Preclinical research results from the University of North Carolina Lineberger Comprehensive Cancer Center have identified a cocktail of three different drugs that can be used to generate CAR-Ts (chimeric antigen receptor T cells) of the immune system more robust in the fight against cancer. This discovery could have a significant impact on improving the production of CAR-T cells for clinical use.
CAR-T cell immunotherapy involves harvesting T cells from a patient’s immune system and genetically restructuring them in the laboratory to recognize targets on the surface of cancer cells when they are reinfused into patients. Patients treated with certain types of CAR-T cells may have significant responses to their cancer, particularly when the engineered cells contain a subset of immune cells identified as memory T stem cells (TGDS).
The research results were published on January 8 in Natural immunology.
CAR-T cells produced in the laboratory for reinfusion can be extremely different from patient to patient and the lack of certain cell types in the final product can significantly reduce the ability of these cells to persist long term. Our study demonstrates that adding the drugs we identified during the reengineering process allows for the preservation of a critical cellular subset responsible for long-term persistence.
Gianpietro Dotti, MD, professor of microbiology and immunology at the UNC School of Medicine and co-leader of the UNC Lineberger Immunology Research Program
Dotti and Yang Xu, PhD, are corresponding authors of the article. Feifei Song, PhD, a postdoctoral researcher at UNC Lineberger, is the first author.

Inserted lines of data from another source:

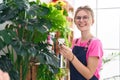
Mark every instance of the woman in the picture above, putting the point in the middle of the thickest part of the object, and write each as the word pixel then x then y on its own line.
pixel 86 54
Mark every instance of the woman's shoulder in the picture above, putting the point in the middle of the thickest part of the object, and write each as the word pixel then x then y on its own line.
pixel 96 41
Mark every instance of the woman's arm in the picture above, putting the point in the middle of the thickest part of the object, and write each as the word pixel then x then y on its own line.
pixel 87 71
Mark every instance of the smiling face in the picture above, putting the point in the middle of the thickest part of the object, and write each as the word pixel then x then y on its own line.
pixel 83 19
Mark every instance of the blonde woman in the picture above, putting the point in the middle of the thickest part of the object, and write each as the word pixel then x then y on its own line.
pixel 85 57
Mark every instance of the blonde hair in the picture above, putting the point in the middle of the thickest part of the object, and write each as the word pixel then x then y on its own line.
pixel 85 8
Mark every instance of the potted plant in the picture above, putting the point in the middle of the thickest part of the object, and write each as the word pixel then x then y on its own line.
pixel 24 39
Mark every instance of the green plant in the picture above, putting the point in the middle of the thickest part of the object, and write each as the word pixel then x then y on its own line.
pixel 24 40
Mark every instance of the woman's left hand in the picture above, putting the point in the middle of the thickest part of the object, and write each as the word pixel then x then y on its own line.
pixel 66 52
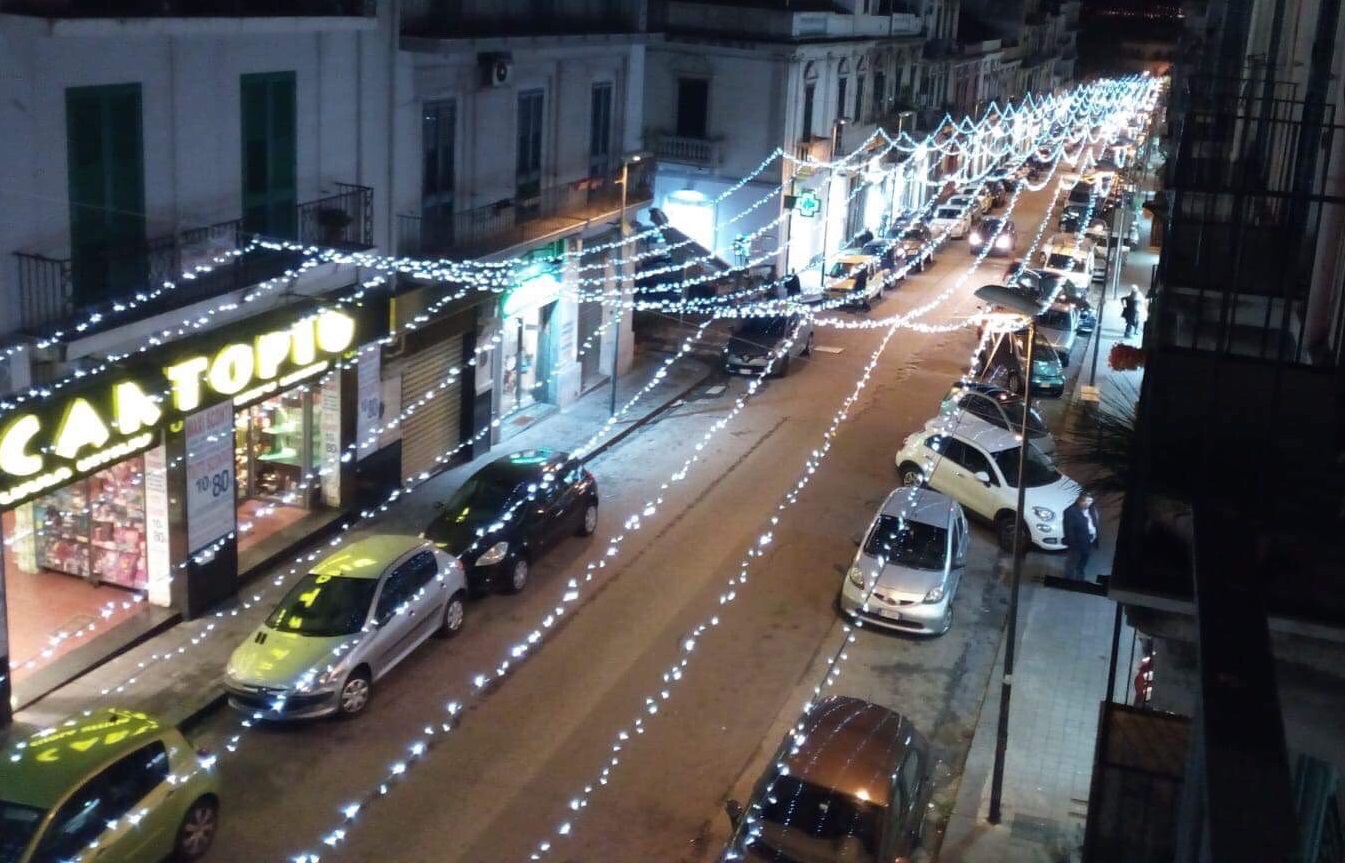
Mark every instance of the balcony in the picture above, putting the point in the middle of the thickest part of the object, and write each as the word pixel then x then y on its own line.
pixel 188 8
pixel 53 291
pixel 701 152
pixel 514 222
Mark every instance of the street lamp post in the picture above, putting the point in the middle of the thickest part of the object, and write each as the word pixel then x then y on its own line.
pixel 1018 303
pixel 826 210
pixel 620 272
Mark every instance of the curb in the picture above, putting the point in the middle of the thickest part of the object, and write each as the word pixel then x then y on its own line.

The researchers, using laboratory and mouse experiments, identified several enzymes called kinases (ITK, ADCK3, MAP3K4 and CDK13) involved in the enrichment of TSCM-like CAR-T cells. In particular, ADCK3 and MAP3K4 were found to be potential novel targets in T cells, suggesting that further study of their functions and signaling pathways could reveal insights into how T cells differentiate. or change to perform important immune functions.
The identification of the kinases then allowed scientists to conduct a sophisticated screening process to search for kinase inhibitor drugs that preserve TSCM-like cells in engineered CAR-T cells generated from both healthy donors and affected patients. chronic lymphocytic leukemia (CLL). .
Since targeting a single signaling pathway often triggers compensatory defense mechanisms in cancer cells, researchers reasoned that using multiple kinase inhibitors targeting multiple, non-overlapping pathways could potentially circumvent this compensation and obtain greater enrichment of TSCM in CAR. T cell-based products, improving anti-tumor activity.
The investigators were right.
One of their most striking findings was the inability of a single kinase inhibitor to increase the frequency of certain TSCM-like CAR-T cells. In contrast, the three-drug kinase inhibitor cocktail consistently increased the frequency of TSCM-like CAR-T cells in healthy donors and CLL patients who harbored particularly dysfunctional T cells.
“We tested our hypothesis in CLL because the T cells in these patients are actually dysfunctional cells. The strategy we propose is not suitable for blood-borne malignancies but is a general concept applicable to the manufacturing of CAR-T cells for all diseases,” said Dotti. . “Our study also helps to show the advantages of pharmacological approaches over genetic approaches to enrich TSCM-like cells, as most gene-targeted therapies have not proven to be very effective in this area. »
Dotti and colleagues said additional research is needed to determine how kinase inhibitors actively drive TSCM differentiation before the investigational drug cocktail can be studied in a clinical trial. But they believe their cocktail of kinase inhibitors could be quickly integrated into the manufacture of other T-cell products, such as tumor-infiltrating lymphocytes, also used to fight cancer.